Dans son programme, l’Union populaire, qui a mené une campagne de terrain très active, défend le gel du prix de l’énergie, des nationalisations, un salaire minimum de 1 600 euros par mois, l’indexation des salaires et des pensions sur l’inflation, l’abolition du Jobs Act, la défense des services publics et des droits civiques, une politique écologique ambitieuse sans le nucléaire et la lutte contre la mafia.

L’UP a une force, la présence de Luigi de Magistris, qui est assez populaire et connu, et qui n’avait pas participé à la campagne de 2018, mais elle a un problème tant la gauche italienne est peu présente dans le débat public, où dominent les idées néolibérales. Par ailleurs, l’Union populaire subit la concurrence du M5S sur certains sujets.

Et après ?

Après les élections, le président de la République Sergio Matarella aura pour tâche de nommer un nouveau président du Conseil qui devra obtenir la confiance de la Chambre et du Sénat. Même s’il s’est défendu de tout « automatisme », il semble impossible pour lui de refuser de nommer le ou la leader du parti de la coalition majoritaire, sous peine de déclencher une crise politique dont il sortirait affaibli.

Il y a donc fort à parier que Giorgia Meloni deviendra la première présidente du Conseil de l’histoire italienne. Reste ensuite à savoir quels seront les rapports de force internes à la coalition. Matteo Salvini, qui s’est longtemps vu premier ministre, acceptera-t-il de rester dans l’ombre ? Si la défaite de la Ligue est lourde, notamment dans le Nord, sa stratégie, menée depuis 2011, sera-t-elle remise en cause en interne ? Et, compte tenu des divergences entre FdI, FI et la Ligue, la coalition tiendra-t-elle pendant cinq ans ?

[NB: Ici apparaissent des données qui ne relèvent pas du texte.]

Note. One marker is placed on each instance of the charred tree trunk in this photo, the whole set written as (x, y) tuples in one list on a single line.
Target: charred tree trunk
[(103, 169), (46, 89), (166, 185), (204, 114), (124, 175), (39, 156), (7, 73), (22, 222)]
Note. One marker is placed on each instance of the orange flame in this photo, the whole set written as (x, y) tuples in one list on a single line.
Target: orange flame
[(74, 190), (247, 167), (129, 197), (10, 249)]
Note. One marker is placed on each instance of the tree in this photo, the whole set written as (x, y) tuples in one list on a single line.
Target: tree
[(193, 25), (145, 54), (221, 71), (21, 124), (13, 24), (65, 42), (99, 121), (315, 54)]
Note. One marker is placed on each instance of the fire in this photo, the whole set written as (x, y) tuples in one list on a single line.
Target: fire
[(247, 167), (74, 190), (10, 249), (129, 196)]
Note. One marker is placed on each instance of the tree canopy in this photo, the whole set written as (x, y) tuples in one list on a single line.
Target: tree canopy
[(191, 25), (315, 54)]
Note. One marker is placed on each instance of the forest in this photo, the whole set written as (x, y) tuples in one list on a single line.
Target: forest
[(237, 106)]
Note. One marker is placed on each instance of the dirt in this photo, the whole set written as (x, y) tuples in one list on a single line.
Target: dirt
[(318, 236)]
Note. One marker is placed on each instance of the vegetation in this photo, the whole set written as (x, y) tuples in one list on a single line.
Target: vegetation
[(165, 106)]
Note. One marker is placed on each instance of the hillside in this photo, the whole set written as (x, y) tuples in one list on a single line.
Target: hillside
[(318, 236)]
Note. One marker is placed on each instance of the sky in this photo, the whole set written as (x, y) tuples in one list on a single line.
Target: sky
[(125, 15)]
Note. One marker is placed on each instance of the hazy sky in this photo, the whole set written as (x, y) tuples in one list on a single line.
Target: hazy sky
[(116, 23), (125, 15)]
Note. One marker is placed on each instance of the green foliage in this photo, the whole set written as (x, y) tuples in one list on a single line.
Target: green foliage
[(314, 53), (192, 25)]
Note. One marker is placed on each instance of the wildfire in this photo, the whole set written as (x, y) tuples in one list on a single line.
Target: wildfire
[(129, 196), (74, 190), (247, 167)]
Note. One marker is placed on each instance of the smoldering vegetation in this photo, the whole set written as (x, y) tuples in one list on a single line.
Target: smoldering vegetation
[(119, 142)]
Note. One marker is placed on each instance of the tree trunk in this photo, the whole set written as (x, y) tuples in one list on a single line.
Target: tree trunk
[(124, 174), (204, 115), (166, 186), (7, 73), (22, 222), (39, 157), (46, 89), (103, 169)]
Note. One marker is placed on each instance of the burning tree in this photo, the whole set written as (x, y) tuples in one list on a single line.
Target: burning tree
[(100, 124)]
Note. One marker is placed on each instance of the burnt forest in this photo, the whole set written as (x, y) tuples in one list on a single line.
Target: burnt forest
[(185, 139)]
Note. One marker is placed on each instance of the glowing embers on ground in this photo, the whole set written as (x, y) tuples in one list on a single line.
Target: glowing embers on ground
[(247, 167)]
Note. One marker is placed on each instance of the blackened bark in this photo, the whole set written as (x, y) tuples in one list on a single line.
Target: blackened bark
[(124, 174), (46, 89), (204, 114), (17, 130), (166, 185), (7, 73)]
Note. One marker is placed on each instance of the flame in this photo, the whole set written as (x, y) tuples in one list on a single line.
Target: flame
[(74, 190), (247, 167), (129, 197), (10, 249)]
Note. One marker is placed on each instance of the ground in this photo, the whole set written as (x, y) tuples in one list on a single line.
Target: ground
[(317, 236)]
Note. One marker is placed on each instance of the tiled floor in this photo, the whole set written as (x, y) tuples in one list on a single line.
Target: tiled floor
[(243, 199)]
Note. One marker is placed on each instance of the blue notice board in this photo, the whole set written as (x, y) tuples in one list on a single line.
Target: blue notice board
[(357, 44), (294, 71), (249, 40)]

Une autre incertitude réside dans les relations de cette coalition avec l’Union européenne. Mais, comme on l’a vu, sur les sujets économiques et géopolitiques, les néofascistes se sont efforcés d’être très compatibles avec la ligne dominante. Dans Le Monde du 22 septembre, la secrétaire d’État française à l’Europe, Laurence Boone, a ainsi indiqué que « sur l’essentiel des sujets, nous sommes plus ou moins alignés avec Giorgia Meloni ».

Il n’en reste pas moins que si la campagne n’a guère porté sur la question du retour du fascisme au pouvoir mais plutôt sur la vie chère, la prise du pouvoir par Fratelli d’Italia pourrait marquer une rupture dans la société italienne avec des mesures autoritaires et réactionnaires.